It doesn’t matter that Brad Pitt plays a “doofus” in THE MEXICAN – Julia Roberts admits her man is sensitive and giving in bed. The bigger the star, the more important this information is.

Jackson Pollock was so well known for not being able to perform with art patron Peggy Gugghenheim that it had to be shown. This is a pivotal scene in POLLOCK because it explains so much, especially his relationship with his wife, the castrating Lee Krasner (Marcia Gay Harden). Although Pollock (Ed Harris) is the focus of the movie, it’s Lee we can’t help analyzing. Krasner is a painter herself, but she quickly assesses Pollock as a genius and becomes his caretaker, champion, and artistic interpreter. Only she really understands him: she is THE Jackson Pollock authority. No wonder she wouldn’t have a child with him. She’d have to take care of a baby. Then who would minister to Jackson’s needs? She infantilized him, allowing Pollock to indulge some demon inside himself. He became a brooding alcoholic. We don’t find out why. Maybe it had something to do with his mother? A traumatic childhood that left his brother intact, but scathed him?

Jackson finally breaks free somewhat and takes a young mistress. No matter, Lee tells him she will not divorce him. What can poor Jackson do to get even with her? Well, he does find a way, albeit a final one. He commits suicide by recklessly driving his car while his mistress and her friend are with him. He dies in the company of his mistress, not his wife. So it’s Ruth Kingman (Jennifer Connelly) who is now forever attached to the life story of the great Abstract Expressionist. This must have made Lee really mad.

Director Ed Harris does a brilliant job playing the tortured, uncommunicative painter. Harris gained thirty pounds (and a beard) to play Pollock in his declining years. There’s a riveting scene that explains the Pollock/Krasner relationship: in front of friends he screams at Lee and tells her he hates her. Lee just brushes him off. The poor man couldn’t get rid of her except by killing himself.

Harden has a terrific role and she knows it. Pollock may be who the film is about, but she’s in every scene with him. (I’m surprised Lee allowed him to paint alone in his own studio.) Harden plays Lee tough and without sentimentality. It is to her credit that her body is not lean and taut but soft like women in the 1940s.

Harris gives his wife, Amy Madigan, the harshly lit part of art groupie Peggy Guggenheim. It is a wonderful cameo for Madigan. Stephanie Seymour (Victoria’s Secret model and wife of co-producer Peter Brant) has a tiny part. So much for sleeping with the producer!

For all the heroic attempt to explain the “brilliance” of Pollock’s drip technique, my husband and I still walked out of the theater saying: “Throw paint on a canvas?

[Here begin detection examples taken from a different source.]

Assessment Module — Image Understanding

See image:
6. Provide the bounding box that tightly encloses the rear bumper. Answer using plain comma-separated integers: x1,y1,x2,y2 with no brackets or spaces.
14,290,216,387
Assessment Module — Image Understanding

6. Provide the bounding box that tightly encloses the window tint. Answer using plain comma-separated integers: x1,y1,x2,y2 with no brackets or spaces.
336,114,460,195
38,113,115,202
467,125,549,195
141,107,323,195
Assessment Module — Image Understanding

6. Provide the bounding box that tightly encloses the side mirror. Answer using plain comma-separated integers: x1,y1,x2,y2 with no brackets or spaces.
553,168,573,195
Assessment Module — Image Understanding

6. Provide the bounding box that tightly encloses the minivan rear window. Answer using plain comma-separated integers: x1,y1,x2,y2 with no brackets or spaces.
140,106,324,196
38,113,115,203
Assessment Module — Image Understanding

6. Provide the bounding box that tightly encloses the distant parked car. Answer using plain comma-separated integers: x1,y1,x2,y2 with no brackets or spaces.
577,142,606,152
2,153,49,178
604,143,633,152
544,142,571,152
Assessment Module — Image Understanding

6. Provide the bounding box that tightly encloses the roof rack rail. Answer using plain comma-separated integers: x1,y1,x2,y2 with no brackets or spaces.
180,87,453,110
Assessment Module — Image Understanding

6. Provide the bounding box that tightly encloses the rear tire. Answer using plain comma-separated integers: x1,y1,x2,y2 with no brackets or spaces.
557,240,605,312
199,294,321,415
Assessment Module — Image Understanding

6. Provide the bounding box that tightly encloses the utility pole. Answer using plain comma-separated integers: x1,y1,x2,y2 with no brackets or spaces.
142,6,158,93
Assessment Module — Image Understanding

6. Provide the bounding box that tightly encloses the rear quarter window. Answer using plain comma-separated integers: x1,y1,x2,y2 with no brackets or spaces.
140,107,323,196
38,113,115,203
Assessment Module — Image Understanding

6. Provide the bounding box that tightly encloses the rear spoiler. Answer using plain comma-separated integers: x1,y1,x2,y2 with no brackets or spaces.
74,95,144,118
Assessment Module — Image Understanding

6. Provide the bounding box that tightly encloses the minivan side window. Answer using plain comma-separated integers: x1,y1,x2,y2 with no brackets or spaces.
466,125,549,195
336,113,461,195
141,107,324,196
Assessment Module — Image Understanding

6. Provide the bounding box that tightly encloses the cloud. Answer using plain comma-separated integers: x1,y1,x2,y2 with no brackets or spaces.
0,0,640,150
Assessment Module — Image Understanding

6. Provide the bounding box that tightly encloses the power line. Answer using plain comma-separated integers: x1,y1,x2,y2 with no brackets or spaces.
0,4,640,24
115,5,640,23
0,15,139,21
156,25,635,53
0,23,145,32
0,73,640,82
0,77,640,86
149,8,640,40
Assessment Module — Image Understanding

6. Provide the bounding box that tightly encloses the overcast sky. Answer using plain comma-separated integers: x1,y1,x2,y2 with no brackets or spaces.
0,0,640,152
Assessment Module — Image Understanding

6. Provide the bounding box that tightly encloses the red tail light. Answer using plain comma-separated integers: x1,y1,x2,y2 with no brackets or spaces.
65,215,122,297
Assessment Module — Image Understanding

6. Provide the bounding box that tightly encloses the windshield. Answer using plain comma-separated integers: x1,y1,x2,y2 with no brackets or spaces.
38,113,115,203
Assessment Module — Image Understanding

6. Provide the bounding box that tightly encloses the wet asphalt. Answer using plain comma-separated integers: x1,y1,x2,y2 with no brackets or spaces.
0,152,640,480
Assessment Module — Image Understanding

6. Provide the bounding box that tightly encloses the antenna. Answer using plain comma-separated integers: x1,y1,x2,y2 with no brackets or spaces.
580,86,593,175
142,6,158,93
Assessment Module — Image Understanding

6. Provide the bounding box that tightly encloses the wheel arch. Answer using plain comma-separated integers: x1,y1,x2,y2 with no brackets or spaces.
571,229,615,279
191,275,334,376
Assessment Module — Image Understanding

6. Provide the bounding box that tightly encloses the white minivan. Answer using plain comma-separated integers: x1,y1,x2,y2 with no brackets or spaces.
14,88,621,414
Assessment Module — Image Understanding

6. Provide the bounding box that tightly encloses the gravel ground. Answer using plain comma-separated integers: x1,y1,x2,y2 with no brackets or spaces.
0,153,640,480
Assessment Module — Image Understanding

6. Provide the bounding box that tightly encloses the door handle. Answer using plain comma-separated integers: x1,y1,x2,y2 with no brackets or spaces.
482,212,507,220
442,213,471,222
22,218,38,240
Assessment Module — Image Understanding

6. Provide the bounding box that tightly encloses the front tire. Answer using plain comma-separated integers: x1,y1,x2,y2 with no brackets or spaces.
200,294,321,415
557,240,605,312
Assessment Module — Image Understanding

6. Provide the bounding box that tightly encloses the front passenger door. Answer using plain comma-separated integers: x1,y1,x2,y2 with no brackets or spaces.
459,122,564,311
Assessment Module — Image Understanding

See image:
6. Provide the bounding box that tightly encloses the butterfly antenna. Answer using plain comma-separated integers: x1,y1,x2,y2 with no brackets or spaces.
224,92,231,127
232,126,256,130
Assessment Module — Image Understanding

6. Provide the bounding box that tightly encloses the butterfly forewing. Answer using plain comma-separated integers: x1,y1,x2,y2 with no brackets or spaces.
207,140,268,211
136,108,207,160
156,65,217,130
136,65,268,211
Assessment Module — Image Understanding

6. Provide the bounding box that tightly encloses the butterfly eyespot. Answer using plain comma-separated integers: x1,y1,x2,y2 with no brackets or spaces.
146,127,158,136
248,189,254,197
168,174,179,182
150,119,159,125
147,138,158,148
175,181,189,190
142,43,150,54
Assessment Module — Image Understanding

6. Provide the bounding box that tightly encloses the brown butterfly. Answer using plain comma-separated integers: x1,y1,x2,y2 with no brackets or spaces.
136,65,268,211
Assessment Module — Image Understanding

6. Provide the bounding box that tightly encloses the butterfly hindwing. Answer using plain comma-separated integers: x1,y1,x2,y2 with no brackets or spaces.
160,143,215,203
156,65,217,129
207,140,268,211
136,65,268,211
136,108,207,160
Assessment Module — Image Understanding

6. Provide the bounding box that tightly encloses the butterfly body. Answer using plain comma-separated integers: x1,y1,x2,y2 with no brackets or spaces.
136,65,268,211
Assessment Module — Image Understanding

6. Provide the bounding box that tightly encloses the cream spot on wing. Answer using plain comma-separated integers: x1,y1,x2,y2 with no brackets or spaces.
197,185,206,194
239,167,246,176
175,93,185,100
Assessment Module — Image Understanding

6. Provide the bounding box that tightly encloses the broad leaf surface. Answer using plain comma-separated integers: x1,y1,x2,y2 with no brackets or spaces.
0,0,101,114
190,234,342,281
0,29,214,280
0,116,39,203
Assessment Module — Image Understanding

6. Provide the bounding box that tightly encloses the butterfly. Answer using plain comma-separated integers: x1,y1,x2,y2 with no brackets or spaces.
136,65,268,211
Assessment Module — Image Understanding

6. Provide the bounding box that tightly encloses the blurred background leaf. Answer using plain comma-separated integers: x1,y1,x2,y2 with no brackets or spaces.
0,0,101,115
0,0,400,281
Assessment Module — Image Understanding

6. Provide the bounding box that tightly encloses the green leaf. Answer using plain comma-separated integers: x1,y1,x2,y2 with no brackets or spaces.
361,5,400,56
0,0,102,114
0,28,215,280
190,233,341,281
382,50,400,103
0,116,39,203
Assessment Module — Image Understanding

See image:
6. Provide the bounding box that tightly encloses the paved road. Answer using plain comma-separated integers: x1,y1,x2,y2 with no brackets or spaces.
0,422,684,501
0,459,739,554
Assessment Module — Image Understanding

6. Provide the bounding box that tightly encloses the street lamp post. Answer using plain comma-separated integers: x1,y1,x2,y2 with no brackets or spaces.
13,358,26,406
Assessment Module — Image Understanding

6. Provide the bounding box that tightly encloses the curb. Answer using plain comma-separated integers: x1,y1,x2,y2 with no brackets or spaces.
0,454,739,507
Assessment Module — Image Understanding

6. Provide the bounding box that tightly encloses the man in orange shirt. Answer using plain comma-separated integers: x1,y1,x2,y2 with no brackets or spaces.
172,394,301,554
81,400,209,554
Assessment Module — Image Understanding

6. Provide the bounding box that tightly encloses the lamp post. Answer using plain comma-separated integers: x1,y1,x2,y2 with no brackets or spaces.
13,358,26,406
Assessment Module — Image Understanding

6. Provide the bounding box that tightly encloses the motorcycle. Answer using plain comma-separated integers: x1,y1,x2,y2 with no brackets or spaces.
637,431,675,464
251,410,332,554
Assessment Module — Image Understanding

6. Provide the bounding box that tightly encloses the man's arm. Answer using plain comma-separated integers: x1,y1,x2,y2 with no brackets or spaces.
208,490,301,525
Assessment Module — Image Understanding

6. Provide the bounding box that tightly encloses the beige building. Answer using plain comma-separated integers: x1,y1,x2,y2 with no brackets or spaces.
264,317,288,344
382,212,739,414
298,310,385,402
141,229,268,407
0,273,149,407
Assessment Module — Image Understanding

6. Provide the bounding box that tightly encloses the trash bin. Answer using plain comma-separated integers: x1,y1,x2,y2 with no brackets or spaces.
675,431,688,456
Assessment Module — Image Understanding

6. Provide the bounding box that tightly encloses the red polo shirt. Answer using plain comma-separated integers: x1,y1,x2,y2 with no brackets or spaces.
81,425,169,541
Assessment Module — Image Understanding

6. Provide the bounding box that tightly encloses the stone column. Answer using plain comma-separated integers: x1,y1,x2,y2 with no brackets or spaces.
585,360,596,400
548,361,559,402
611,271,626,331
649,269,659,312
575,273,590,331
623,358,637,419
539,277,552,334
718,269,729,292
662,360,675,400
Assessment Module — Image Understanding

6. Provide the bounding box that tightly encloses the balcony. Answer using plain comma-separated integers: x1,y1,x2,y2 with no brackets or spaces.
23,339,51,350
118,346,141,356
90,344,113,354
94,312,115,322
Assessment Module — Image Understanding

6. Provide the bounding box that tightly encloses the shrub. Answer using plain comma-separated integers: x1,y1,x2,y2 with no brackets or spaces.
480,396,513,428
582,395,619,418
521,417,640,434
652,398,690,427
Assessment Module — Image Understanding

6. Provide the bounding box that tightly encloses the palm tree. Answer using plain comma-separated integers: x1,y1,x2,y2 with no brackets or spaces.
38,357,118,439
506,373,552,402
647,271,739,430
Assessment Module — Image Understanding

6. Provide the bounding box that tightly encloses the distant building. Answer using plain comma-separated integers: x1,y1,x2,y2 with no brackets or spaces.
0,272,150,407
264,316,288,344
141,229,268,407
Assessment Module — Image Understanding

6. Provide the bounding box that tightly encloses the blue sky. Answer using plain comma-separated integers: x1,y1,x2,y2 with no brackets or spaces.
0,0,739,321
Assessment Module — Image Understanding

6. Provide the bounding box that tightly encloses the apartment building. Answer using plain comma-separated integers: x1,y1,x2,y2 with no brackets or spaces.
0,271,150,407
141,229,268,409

I can do that.”

Postscript: Ruth Klingman played an important part in my life. A friend of my former husband’s, she was well-known around New York as “The woman who was in the car with Jackson Pollock when he died.” (No one ever mentioned the fact that Ruth’s girlfriend died in the car along with Pollock). I thought she was shrill and annoying. One Friday my husband asked what would I prefer to do for the weekend, go to the country and visit Ruth, or go on a boat with another one of his clients? I hate the water, but a weekend with Ruth? I said “Boat.”

That weekend I met my next husband on the boat.